Up early, and though I found myself out of order and cold, and the weather cold and likely to rain, yet upon my promise and desire to do what I intended, I did take boat and down to Greenwich, to Captain Cocke’s, who hath a most pleasant seat, and neat. Here I drank wine, and eat some fruit off the trees; and he showed a great rarity, which was two or three of a great number of silver dishes and plates, which he bought of an embassador that did lack money, in the edge or rim of which was placed silver and gold medalls, very ancient, and I believe wrought, by which, if they be, they are the greatest rarity that ever I saw in my life, and I will show Mr. Crumlum them.
Thence to Woolwich to the Rope-yard; and there looked over several sorts of hemp, and did fall upon my great survey of seeing the working and experiments of the strength and the charge in the dressing of every sort; and I do think have brought it to so great a certainty, as I have done the King great service in it: and do purpose to get it ready against the Duke’s coming to town to present to him.
I breakfasted at Mr. Falconer’s well, and much pleased with my inquiries.
Thence to the dock, where we walked in Mr. Shelden’s garden, eating more fruit, and drinking, and eating figs, which were very good, and talking while the Royal James was bringing towards the dock, and then we went out and saw the manner and trouble of docking such a ship, which yet they could not do, but only brought her head into the Dock, and so shored her up till next tide. But, good God! what a deal of company was there from both yards to help to do it, when half the company would have done it as well. But I see it is impossible for the King to have things done as cheap as other men.
Thence by water, and by and by landing at the riverside somewhere among the reeds, we walked to Greenwich, where to Cocke’s house again and walked in the garden, and then in to his lady, who I find is still pretty, but was now vexed and did speak very discontented and angry to the Captain for disappointing a gentleman that he had invited to dinner, which he took like a wise man and said little, but she was very angry, which put me clear out of countenance that I was sorry I went in.
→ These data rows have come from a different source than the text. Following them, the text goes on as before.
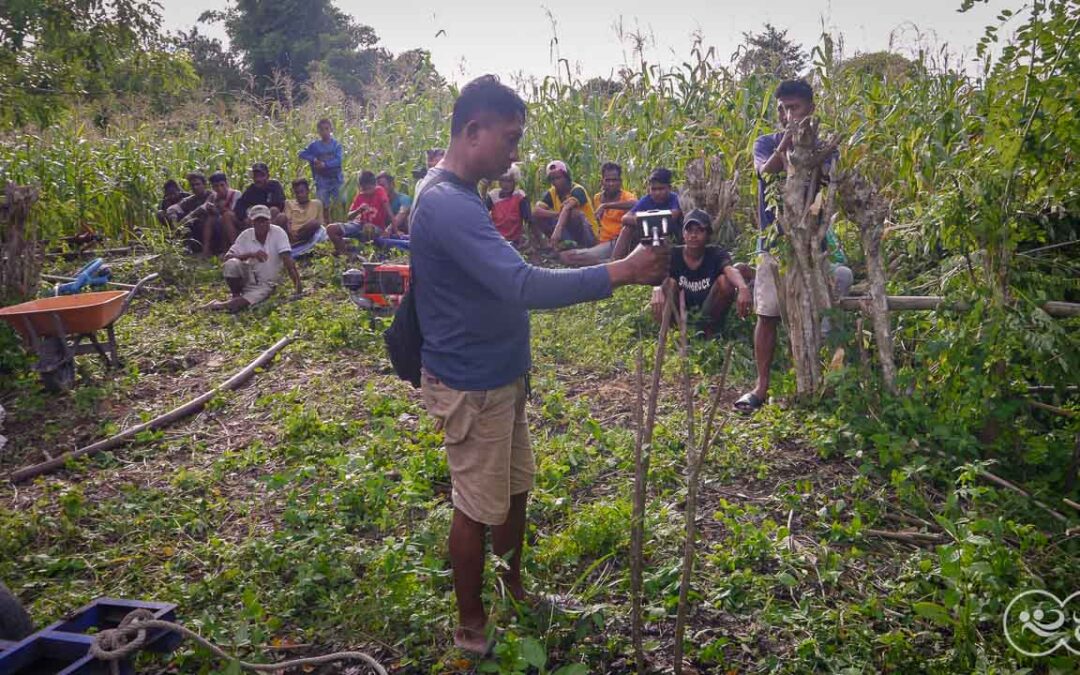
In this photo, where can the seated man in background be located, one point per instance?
(400, 203)
(369, 216)
(173, 196)
(611, 203)
(325, 158)
(565, 212)
(264, 190)
(199, 187)
(509, 206)
(215, 221)
(707, 278)
(660, 197)
(254, 261)
(302, 218)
So after I had eat still some more fruit I took leave of her in the garden plucking apricots for preserving, and went away and so by water home, and there Mr. Moore coming and telling me that my Lady goes into the country to-morrow, I carried my wife by coach to take her leave of her father, I staying in Westminster Hall, she going away also this week, and thence to my Lady’s, where we staid and supped with her, but found that my Lady was truly angry and discontented with us for our neglecting to see her as we used to do, but after a little she was pleased as she was used to be, at which we were glad. So after supper home to bed.

I found myself out
of order and cold
like a boat in the trees,
silver and ancient.
I ought to fall
towards the shore, landing
somewhere among the reeds
like a clear fruit of water.

Erasure poem derived from The Diary of Samuel Pepys, Monday 21 July 1662.

2 Replies to “Diagnosis”

  1. I love this poem! It reminds me of Corot’s The Ferryman which continues to slip into my dreams.

    I’ve been thinking about erasure poems for some time, though I haven’t tried one yet. I like the idea of pulling a thread out of the past and also of connecting with another writer’s work. Yet the erasing conjures an ancient terror in me. Too many writers have been silenced. I like the way you’ve shown it above, with the original still visible. That gesture of respect to the orginal author eases my concern.
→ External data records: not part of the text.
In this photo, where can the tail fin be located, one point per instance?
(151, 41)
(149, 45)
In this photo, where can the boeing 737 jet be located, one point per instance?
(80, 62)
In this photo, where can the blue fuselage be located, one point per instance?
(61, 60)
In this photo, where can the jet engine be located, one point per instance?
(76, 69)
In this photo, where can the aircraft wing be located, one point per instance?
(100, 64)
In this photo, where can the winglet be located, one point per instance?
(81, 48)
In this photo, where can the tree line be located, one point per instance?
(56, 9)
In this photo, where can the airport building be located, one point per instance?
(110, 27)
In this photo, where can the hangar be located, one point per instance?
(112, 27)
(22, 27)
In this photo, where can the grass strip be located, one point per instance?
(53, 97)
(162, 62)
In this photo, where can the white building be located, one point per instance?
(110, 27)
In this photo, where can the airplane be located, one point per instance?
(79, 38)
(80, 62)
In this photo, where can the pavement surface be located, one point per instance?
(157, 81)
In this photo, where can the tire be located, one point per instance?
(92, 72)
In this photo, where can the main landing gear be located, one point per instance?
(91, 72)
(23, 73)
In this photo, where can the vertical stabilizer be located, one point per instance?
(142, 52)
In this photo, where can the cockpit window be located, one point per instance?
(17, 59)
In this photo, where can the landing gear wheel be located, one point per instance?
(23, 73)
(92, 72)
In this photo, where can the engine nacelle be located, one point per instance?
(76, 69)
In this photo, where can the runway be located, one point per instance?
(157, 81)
    1. I do see it as a gesture of respect and acknowledgement—a process that begins with reading the day’s diary entry out loud, along with the online commentary. I’m glad I found this way of doing it in HTML, which was something I imitated from a print publication, actually: Jan Bervin’s Nets, which uses Shakespeare’s sonnets for a source text. In any case, it’s not the process of erasure that’s important, it’s the process of discovery. So-called erasure poetry or blackout poetry is really just an extreme form of found poetry. Then again, all poetry is found poetry. Anyway, I’m glad you liked. Thanks for stopping by.